US Oil Companies Chevron Corp, Exxon Mobil Corp Face Shareholder Pressure On Climate Change Issues
Exxon Mobil Corp. and Chevron Corp. are facing pressure from environmentally focused shareholders. At the U.S. oil giants’ annual meetings Wednesday, shareholders are set to vote on a handful of progressive resolutions, including a measure to add a climate change expert to their boards of directors and an initiative to steer investment away from risky and carbon-intensive projects like Arctic oil and gas drilling.
The resolutions are part of a larger movement by sustainability advocates to push energy giants to acknowledge their role in contributing to harmful greenhouse gas emissions and to assess the risks companies face if low-carbon policies force them to leave oil, coal and natural gas in the ground.

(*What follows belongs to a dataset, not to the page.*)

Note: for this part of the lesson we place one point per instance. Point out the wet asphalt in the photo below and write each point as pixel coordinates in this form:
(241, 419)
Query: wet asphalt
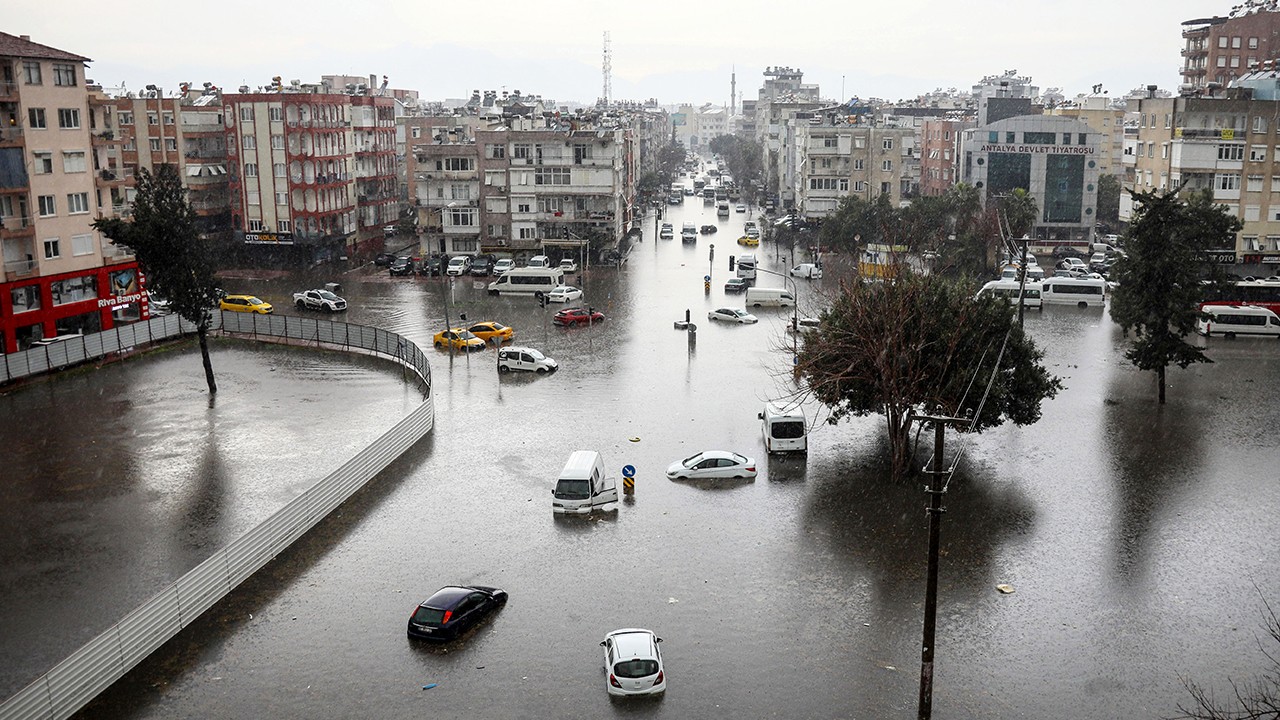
(1137, 537)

In January, Royal Dutch Shell PLC recommended that its investors approve a resolution requiring the company to disclose its “stranded asset” risks -- a move that environmental groups say validates their years-long efforts.
“Big Oil will not make money the same way it did last century," Natasha Lamb, director of equity research and shareholder engagement at wealth manager Arjuna Capital, said in a statement. "Chevron faces two physical truths: There is only so much easy-to-get oil in the ground and only so much carbon we can pump into the air.”

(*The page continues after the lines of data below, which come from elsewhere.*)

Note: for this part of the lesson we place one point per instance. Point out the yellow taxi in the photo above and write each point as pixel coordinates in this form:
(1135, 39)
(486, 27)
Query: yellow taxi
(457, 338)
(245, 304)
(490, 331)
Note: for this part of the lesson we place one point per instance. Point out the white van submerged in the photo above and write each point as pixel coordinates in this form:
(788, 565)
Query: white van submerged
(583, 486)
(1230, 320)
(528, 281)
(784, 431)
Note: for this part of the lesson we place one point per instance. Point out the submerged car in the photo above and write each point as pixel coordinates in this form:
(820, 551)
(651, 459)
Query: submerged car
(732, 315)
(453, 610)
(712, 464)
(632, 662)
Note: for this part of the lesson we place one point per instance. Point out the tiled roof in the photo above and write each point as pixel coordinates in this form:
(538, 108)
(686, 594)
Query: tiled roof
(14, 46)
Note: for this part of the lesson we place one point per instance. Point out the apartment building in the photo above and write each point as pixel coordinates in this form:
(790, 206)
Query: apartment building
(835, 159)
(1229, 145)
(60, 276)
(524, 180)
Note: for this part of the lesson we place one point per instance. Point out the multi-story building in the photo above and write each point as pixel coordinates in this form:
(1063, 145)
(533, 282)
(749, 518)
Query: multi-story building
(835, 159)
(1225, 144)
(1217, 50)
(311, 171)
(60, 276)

Arjuna Capital and As You Sow, a shareholder advocacy organization, filed a resolution calling on Chevron to ditch its plans for “unconventional” drilling projects, including in the Canadian tar sands and Arctic waters, and instead return the capital to shareholders. “The next hundred years will be defined by these limits,” Lamb said. “Winning companies will focus on shareholder value, returning a greater percentage of profits to shareholders rather than risk investor capital chasing every last drop.”

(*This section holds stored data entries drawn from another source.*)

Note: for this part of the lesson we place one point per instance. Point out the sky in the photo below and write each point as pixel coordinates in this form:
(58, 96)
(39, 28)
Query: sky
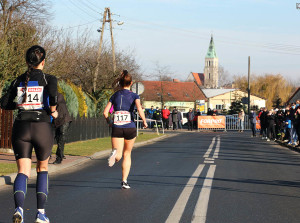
(176, 33)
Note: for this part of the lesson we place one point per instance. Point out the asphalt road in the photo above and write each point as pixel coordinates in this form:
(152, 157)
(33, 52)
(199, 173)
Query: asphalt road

Separate shareholder groups filed resolutions with Exxon and Chevron to push the largest U.S. oil companies to add directors with deep knowledge of environmental and climate change issues to their boards. Boards of both energy companies have opposed the effort, Reuters reported Wednesday.
“Just one authoritative figure with acknowledged expertise and standing could perform a valuable role in ways that would enable the board to more effectively address the environmental issues and risks inherent in its present business model regarding climate change,” according to the Exxon proposal cited by Reuters.
Exxon and Chevron said in their respective proxy filings that their board members have sufficient expertise to confront the challenges of climate change and potential carbon reduction efforts by the U.S. and other governments.